Okay, so I have a dysfunctional relationship with contemporary television, mainly that I refuse to pay to watch it. Generally, I get my network and cable fix through Ye Olde Internet, so when I heard that one of the most talked about (at least in my circles, anyway) shows would be posted on hulu.com, I made a little squeak of joy.
Not to plug an internet site or anything, but if you haven’t heard of hulu.com, then there’s something seriously wrong with your Popular Culture filter.
Now, if you’re unfamiliar with The League it’s basically a sitcom about a much-loved, but oft cloaked-in-mystery past time of the American male: Fantasy Football.
You, my fine-feathered male friend, need to be watching this show. The writing is superb, from jokes about women having vaginal hubris to moments about friends being “Eskimo Brothers“. This show will make you laugh–at least, that is, if you are a man. I say this because I am not a man and was keen to notice that all of the married men were unhappy to the point of suicide because they are married to these obnoxious (though hot) sex-withholding bitches. The institution of marriage is portrayed as a second childhood where boy-men are only allowed out of the house because their wife-mothers give them permission. There is one exception to this rule, but the “cool wife” has her foibles, too.
Women will not like this show because it depicts them in a very negative light. Not only are the stock characters’ wives awful people (not saying, b/t/w that the guys are not horrible people as well, because they are, but they’re at least funny), but the non-central female characters are just depicted as sex holes. There are also a lot of references to porn, sports, and ways in which women generally are not as good as men. Steer your female loved-ones away from this show because once they see it, they will disapprove of your watching it, and much like the show satirizes, you will be forbidden to do something you love to do in front of her.
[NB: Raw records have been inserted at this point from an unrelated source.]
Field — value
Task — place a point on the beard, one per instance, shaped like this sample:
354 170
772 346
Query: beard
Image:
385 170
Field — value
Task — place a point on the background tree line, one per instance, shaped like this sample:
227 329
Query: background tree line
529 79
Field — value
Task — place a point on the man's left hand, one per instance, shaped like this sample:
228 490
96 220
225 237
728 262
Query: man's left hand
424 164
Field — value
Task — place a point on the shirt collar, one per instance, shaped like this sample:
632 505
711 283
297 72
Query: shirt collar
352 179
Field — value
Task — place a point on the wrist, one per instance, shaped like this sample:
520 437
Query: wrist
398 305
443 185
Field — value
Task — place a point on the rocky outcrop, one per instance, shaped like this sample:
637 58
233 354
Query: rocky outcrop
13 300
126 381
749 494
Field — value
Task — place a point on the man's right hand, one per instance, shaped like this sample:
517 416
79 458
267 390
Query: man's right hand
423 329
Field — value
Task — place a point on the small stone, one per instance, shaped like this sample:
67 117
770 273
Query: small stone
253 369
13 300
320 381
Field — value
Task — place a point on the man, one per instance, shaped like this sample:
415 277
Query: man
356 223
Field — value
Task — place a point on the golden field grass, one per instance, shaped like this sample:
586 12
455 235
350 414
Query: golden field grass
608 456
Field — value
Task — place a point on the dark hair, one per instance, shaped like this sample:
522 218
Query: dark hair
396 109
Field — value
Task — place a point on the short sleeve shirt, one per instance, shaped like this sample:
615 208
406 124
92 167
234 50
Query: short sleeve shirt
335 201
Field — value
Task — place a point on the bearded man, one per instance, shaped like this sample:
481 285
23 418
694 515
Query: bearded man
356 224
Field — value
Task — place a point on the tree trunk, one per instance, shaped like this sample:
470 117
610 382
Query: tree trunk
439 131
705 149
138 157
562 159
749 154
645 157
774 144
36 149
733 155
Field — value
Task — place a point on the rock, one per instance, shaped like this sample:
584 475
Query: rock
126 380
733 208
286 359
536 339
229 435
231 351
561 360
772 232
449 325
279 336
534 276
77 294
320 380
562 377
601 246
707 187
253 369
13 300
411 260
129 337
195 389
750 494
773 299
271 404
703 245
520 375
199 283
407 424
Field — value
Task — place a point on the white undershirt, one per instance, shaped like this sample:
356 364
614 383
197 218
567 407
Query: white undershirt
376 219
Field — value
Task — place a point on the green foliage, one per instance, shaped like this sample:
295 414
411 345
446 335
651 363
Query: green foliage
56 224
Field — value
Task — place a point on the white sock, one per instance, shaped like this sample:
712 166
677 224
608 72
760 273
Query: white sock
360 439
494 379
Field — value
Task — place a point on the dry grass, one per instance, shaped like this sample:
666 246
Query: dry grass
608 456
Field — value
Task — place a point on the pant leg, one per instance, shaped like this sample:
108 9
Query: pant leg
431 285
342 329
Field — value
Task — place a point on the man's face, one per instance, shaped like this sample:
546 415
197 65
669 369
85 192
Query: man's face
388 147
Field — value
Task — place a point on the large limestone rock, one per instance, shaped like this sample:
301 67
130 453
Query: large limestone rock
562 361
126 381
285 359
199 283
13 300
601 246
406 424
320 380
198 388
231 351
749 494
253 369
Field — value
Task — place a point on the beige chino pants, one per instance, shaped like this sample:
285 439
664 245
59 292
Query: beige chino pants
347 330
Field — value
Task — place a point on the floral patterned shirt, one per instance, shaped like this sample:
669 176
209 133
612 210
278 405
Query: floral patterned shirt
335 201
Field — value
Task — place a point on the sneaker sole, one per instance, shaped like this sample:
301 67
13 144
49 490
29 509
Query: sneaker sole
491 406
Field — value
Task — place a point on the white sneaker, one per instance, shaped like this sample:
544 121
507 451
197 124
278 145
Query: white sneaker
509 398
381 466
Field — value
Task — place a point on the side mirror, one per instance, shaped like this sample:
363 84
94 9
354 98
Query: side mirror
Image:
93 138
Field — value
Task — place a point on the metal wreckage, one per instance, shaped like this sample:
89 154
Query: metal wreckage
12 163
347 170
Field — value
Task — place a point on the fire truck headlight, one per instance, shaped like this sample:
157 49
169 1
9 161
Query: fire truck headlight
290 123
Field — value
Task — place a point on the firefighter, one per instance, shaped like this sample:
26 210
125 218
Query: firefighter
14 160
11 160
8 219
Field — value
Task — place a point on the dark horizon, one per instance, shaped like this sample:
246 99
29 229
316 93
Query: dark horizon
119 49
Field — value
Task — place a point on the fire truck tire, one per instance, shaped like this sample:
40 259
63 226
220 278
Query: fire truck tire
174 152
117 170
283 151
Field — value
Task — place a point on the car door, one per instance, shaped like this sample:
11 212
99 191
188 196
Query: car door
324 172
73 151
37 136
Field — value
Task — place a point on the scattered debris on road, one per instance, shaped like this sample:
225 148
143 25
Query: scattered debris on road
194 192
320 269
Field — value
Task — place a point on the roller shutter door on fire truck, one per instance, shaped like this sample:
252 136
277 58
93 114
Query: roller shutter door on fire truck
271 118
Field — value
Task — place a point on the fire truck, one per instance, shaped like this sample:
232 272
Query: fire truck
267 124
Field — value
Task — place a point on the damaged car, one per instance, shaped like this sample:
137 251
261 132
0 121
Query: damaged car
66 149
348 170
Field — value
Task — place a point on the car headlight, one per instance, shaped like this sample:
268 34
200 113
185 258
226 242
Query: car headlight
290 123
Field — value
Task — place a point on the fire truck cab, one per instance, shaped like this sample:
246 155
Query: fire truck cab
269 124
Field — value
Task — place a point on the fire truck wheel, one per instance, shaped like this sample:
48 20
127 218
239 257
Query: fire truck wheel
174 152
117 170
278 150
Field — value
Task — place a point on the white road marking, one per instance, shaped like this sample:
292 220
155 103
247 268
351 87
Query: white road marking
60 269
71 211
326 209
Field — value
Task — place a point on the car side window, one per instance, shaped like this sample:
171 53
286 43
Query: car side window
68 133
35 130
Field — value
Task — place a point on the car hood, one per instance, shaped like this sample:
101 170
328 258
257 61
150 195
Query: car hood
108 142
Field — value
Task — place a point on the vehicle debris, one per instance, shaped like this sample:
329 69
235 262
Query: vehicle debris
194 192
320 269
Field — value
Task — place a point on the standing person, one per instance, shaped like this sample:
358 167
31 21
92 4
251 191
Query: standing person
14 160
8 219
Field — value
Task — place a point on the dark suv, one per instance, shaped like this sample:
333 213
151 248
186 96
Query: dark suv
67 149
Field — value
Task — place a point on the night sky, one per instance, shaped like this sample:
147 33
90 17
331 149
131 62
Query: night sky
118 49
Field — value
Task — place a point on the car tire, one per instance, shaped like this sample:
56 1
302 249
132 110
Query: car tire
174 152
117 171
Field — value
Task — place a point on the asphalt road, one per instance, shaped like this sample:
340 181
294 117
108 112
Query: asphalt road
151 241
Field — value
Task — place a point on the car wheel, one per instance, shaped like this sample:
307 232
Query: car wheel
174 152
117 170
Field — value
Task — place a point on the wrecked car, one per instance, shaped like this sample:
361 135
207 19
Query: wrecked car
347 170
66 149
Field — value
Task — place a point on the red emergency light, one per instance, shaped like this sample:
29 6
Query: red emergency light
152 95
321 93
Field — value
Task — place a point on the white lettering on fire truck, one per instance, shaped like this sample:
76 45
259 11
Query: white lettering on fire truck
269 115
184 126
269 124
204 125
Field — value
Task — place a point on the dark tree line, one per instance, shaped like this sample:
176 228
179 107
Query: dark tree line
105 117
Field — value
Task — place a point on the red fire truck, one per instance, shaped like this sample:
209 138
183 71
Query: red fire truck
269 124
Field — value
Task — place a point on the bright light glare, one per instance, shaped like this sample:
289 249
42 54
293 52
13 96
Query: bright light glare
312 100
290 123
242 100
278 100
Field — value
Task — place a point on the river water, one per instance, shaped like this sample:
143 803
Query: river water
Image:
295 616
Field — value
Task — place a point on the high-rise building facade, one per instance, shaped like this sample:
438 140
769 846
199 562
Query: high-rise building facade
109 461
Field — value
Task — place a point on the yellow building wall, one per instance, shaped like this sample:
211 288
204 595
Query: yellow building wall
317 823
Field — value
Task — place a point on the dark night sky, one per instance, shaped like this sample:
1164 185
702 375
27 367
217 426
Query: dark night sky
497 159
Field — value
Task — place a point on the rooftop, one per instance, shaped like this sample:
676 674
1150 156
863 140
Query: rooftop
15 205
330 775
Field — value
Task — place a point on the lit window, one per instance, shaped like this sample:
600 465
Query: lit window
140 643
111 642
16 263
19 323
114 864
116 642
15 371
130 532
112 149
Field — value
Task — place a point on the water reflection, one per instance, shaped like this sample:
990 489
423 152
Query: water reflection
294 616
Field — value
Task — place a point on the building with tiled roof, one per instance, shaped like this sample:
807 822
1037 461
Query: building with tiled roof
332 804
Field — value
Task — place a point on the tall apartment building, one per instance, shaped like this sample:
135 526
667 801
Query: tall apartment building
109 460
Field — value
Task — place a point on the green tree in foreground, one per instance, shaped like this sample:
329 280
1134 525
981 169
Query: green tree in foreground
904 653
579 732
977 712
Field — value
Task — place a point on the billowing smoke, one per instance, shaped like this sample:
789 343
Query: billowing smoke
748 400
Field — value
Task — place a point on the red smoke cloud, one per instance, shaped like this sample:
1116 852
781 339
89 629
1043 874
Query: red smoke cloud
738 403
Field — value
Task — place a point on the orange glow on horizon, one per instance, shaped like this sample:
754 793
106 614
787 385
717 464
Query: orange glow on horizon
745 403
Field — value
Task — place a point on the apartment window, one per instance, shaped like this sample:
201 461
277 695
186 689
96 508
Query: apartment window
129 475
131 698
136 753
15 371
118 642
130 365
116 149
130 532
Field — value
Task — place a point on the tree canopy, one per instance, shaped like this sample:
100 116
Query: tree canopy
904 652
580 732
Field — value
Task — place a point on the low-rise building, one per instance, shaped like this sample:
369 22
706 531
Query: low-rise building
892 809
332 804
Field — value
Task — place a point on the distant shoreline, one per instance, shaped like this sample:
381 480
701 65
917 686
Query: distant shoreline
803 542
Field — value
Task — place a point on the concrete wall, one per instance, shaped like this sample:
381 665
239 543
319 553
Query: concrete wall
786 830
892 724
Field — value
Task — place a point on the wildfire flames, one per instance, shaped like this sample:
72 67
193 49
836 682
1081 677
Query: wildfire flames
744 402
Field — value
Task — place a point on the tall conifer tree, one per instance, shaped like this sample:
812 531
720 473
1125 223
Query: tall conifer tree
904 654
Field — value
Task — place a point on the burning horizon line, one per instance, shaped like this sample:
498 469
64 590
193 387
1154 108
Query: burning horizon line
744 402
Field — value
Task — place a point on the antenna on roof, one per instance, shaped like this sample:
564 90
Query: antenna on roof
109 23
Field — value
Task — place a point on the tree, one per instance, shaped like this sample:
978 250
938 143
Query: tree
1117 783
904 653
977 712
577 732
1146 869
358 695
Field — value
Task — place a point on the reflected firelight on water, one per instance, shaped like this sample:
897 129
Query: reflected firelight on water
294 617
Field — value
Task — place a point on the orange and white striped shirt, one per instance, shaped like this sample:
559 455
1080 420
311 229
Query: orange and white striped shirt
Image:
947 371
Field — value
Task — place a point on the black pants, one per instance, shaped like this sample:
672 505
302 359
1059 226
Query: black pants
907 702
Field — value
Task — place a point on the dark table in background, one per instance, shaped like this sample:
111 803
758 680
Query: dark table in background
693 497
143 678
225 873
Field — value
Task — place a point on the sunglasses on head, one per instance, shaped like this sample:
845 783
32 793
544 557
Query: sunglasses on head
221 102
But, such is life in Marriedland, apparently.
In addition, you should not allow your wife or girlfriend watch The League because then she will learn all of your secrets: how you really talk about women, what you really think of your significant other’s body, and the body of your friends’ ladies’, where you go for an emergency porn break, etc.
In one scene, a character makes a call from the bathroom, and the recipient of the phone call notices that his buddy is shitting while he’s talking on the phone. The friend then justifies this because he says that the toilet is the only place he gets to be alone. Many men will identify with this, and I’m sure you don’t want your wives and girlfriends to catch on to the unfortunate fact that you’re in there so long by choice. Like I said, this show gives away some of your secrets, and we all know how harmful that can be, especially to those of you who actually live with a female and have them watching your every move.
So guys, check out The League, but not on Family TV Night.